Rigid-flex PCBs are ideal for space-constrained applications because they combine the benefits of rigid and flexible materials in one design. The flexible portions of the PCB can bend and fold, allowing for more compact designs and the ability to fit into tight spaces, such as in wearable devices, medical implants, and aerospace systems. The rigid areas, on the other hand, provide structural support for the components. This combination enables the creation of 3D circuit boards, which are well-suited for environments where saving space is critical, without compromising functionality or reliability.
2. How does material choice, like polyimide (PI), impact the performance of a rigid-flex PCB?

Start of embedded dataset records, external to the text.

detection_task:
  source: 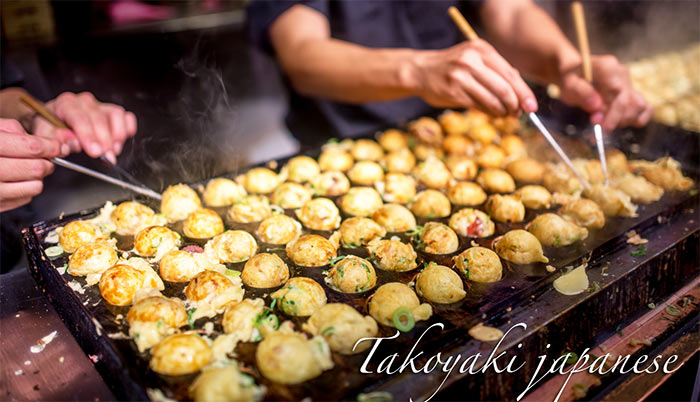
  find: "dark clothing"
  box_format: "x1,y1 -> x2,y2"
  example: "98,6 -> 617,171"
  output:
248,0 -> 481,144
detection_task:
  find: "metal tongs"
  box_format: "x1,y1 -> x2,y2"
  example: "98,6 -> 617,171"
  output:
447,6 -> 591,190
20,94 -> 162,200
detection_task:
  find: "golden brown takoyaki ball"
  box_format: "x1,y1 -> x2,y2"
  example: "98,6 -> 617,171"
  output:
270,181 -> 314,209
450,208 -> 496,237
327,255 -> 377,293
369,282 -> 433,328
270,276 -> 326,317
419,222 -> 459,254
367,240 -> 418,272
284,155 -> 321,183
286,235 -> 337,267
515,184 -> 552,209
416,264 -> 467,304
410,190 -> 452,218
308,172 -> 350,196
453,247 -> 503,283
255,332 -> 333,384
506,158 -> 545,183
408,117 -> 442,144
348,161 -> 384,186
413,157 -> 452,189
160,184 -> 202,222
339,216 -> 386,248
377,128 -> 408,152
204,230 -> 258,263
526,214 -> 588,247
445,155 -> 479,180
241,253 -> 289,288
202,177 -> 247,207
227,195 -> 272,223
374,173 -> 416,204
182,208 -> 224,239
559,198 -> 605,229
493,229 -> 549,264
372,204 -> 416,233
318,147 -> 354,172
485,194 -> 525,222
447,181 -> 486,206
303,303 -> 378,355
257,214 -> 301,244
149,333 -> 213,376
340,187 -> 384,216
476,169 -> 515,193
134,226 -> 182,257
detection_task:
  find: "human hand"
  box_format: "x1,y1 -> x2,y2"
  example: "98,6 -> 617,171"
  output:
0,119 -> 70,212
34,92 -> 136,162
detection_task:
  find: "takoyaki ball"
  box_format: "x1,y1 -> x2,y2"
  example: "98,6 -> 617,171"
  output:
584,184 -> 637,218
243,167 -> 282,194
160,184 -> 202,222
303,303 -> 378,355
134,226 -> 182,257
159,250 -> 204,282
350,138 -> 384,161
383,148 -> 416,173
284,155 -> 321,183
257,214 -> 301,244
447,181 -> 486,205
348,161 -> 384,186
327,255 -> 377,293
182,208 -> 224,239
202,177 -> 247,207
310,172 -> 350,197
559,198 -> 605,229
515,184 -> 552,209
241,253 -> 289,288
227,195 -> 272,223
493,229 -> 549,264
318,147 -> 354,172
450,208 -> 496,237
338,216 -> 386,248
372,204 -> 416,233
526,214 -> 588,247
255,332 -> 333,384
476,169 -> 515,193
438,110 -> 469,136
476,144 -> 506,168
270,181 -> 314,209
369,282 -> 433,328
374,173 -> 416,204
110,201 -> 159,236
416,264 -> 467,304
149,333 -> 213,376
413,157 -> 452,189
270,276 -> 326,317
445,155 -> 479,180
420,222 -> 459,254
286,234 -> 337,267
408,117 -> 442,144
296,198 -> 340,230
453,247 -> 503,283
204,230 -> 258,263
377,128 -> 408,152
486,194 -> 525,222
410,190 -> 452,218
340,187 -> 384,216
506,158 -> 545,183
367,240 -> 418,272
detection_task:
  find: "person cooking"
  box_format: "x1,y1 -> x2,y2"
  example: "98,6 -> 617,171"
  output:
248,0 -> 652,143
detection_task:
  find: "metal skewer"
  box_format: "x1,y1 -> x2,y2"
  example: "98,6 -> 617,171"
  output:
447,6 -> 591,190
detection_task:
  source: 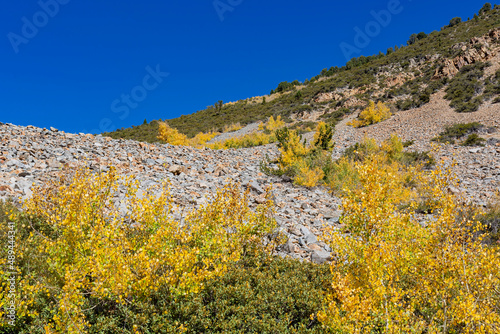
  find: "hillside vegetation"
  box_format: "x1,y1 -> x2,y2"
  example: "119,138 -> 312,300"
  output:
0,4 -> 500,334
104,6 -> 500,142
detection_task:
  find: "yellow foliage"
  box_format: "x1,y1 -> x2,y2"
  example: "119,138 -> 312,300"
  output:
158,122 -> 189,145
188,131 -> 219,148
278,131 -> 309,170
347,101 -> 391,128
11,168 -> 276,333
318,156 -> 500,333
380,134 -> 403,160
222,122 -> 242,133
206,132 -> 276,150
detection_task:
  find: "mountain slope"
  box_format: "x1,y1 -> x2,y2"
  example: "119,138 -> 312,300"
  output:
105,7 -> 500,142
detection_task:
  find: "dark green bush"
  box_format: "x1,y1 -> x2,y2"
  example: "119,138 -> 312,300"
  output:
462,133 -> 485,146
432,122 -> 484,144
0,202 -> 332,334
444,63 -> 489,113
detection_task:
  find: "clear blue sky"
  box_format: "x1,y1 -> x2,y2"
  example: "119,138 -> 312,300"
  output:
0,0 -> 492,132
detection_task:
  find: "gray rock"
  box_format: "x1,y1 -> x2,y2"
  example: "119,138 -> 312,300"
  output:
311,250 -> 332,264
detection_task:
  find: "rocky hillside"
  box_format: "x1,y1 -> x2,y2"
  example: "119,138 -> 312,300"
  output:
0,81 -> 500,263
0,4 -> 500,263
101,6 -> 500,142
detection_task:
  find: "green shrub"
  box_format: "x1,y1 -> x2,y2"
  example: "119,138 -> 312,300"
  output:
432,122 -> 484,144
444,63 -> 489,113
462,133 -> 485,146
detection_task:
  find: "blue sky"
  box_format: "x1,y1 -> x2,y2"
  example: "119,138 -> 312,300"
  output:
0,0 -> 492,133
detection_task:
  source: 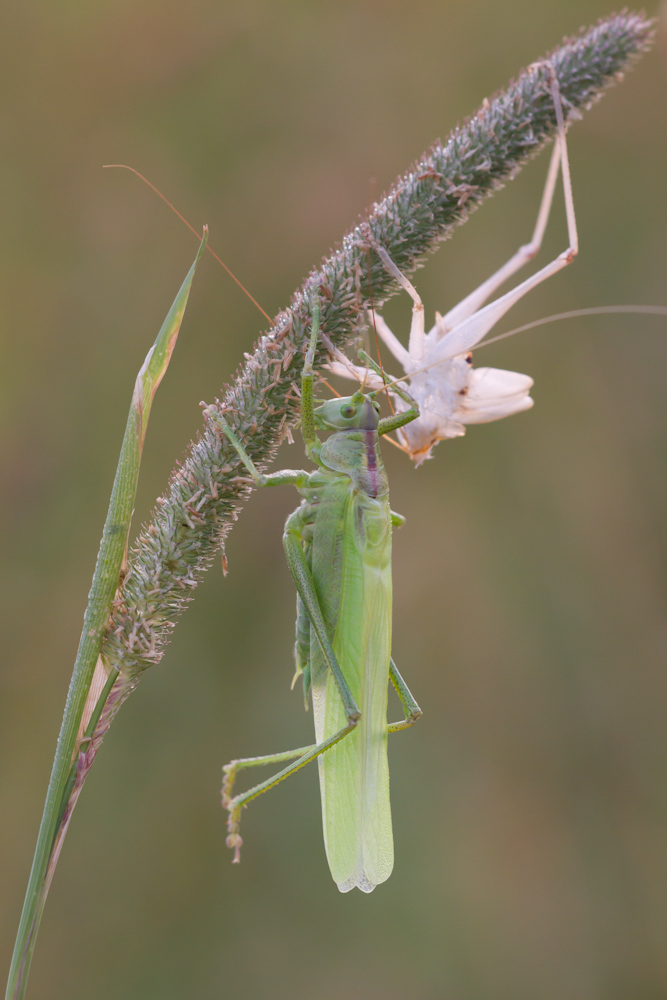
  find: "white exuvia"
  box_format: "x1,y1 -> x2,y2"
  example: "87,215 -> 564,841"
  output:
329,69 -> 578,465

Polyimide (PI) plays a crucial role in enhancing the performance of rigid-flex PCBs due to its excellent thermal stability, flexibility, and low dielectric constant. In high-temperature environments, such as automotive electronics and 5G communication devices, PI material ensures that the PCB can withstand temperatures above 250°C without degradation. Its flexibility allows the PCB to bend without cracking or losing integrity, making it ideal for dynamic applications like medical implants or wearable electronics. Furthermore, PI’s electrical properties, such as low signal loss, ensure stable high-frequency signal transmission with minimal degradation.
3. What are the potential challenges of designing a high-density interconnect (HDI) rigid-flex PCB stack-up?

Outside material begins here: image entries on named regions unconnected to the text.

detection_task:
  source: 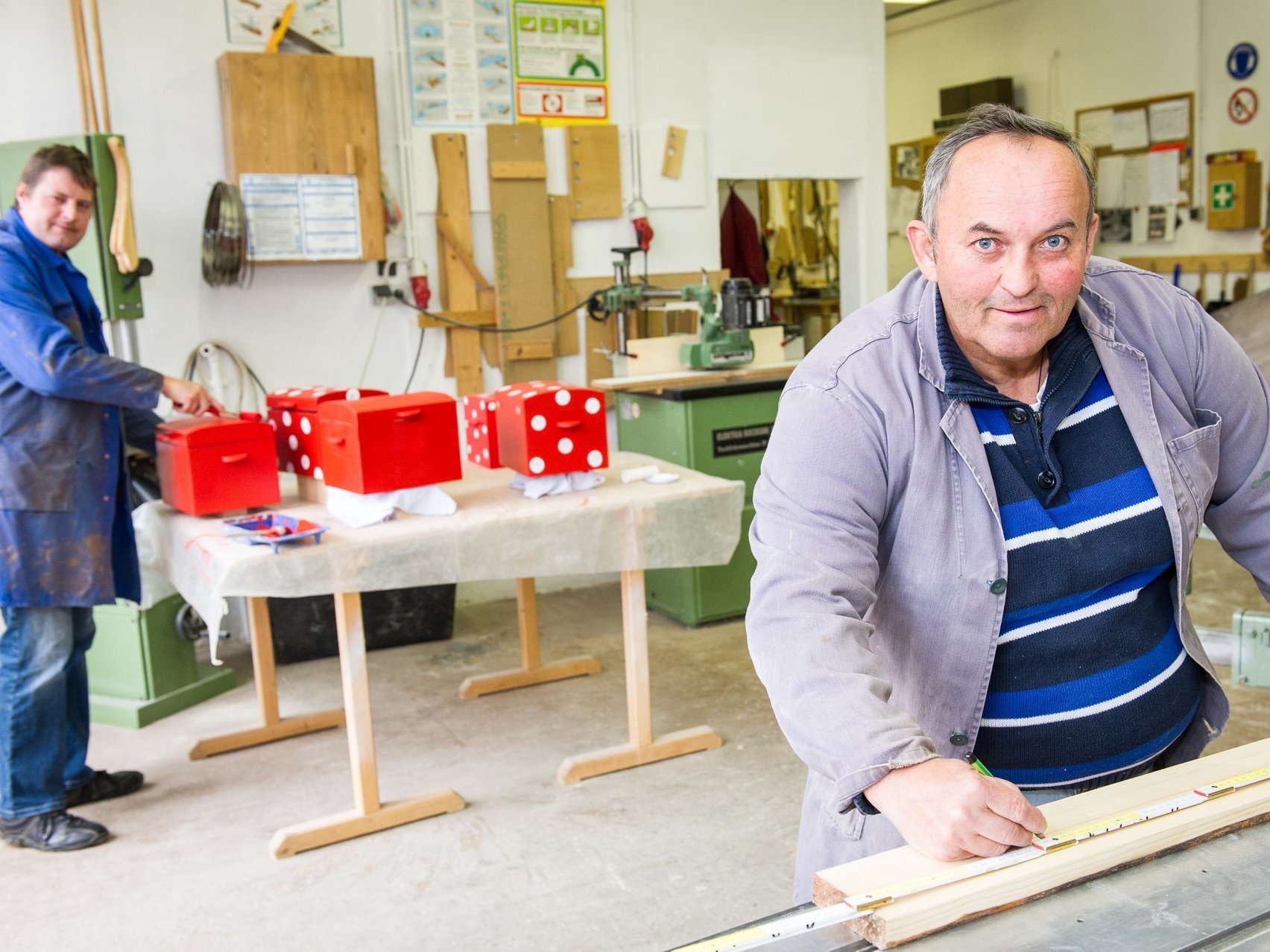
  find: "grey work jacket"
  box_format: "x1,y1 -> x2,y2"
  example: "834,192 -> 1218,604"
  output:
745,258 -> 1270,901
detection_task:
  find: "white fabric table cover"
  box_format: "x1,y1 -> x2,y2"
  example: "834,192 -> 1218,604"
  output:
133,452 -> 745,650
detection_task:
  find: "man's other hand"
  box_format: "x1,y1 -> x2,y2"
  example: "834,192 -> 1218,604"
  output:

Designing an HDI rigid-flex PCB stack-up presents several challenges. First, HDI designs often require more layers, which can increase the overall complexity and cost of the manufacturing process. The lamination cycles required for multi-layer boards are more extensive, which can lead to longer production times and higher risks of defects. Additionally, managing impedance discontinuities and ensuring signal integrity across layers can be difficult due to the differing dielectric constants between rigid and flexible materials. For high-frequency applications, maintaining consistent performance across the entire stack-up and controlling the heat dissipation also pose significant challenges, which require careful planning and material selection.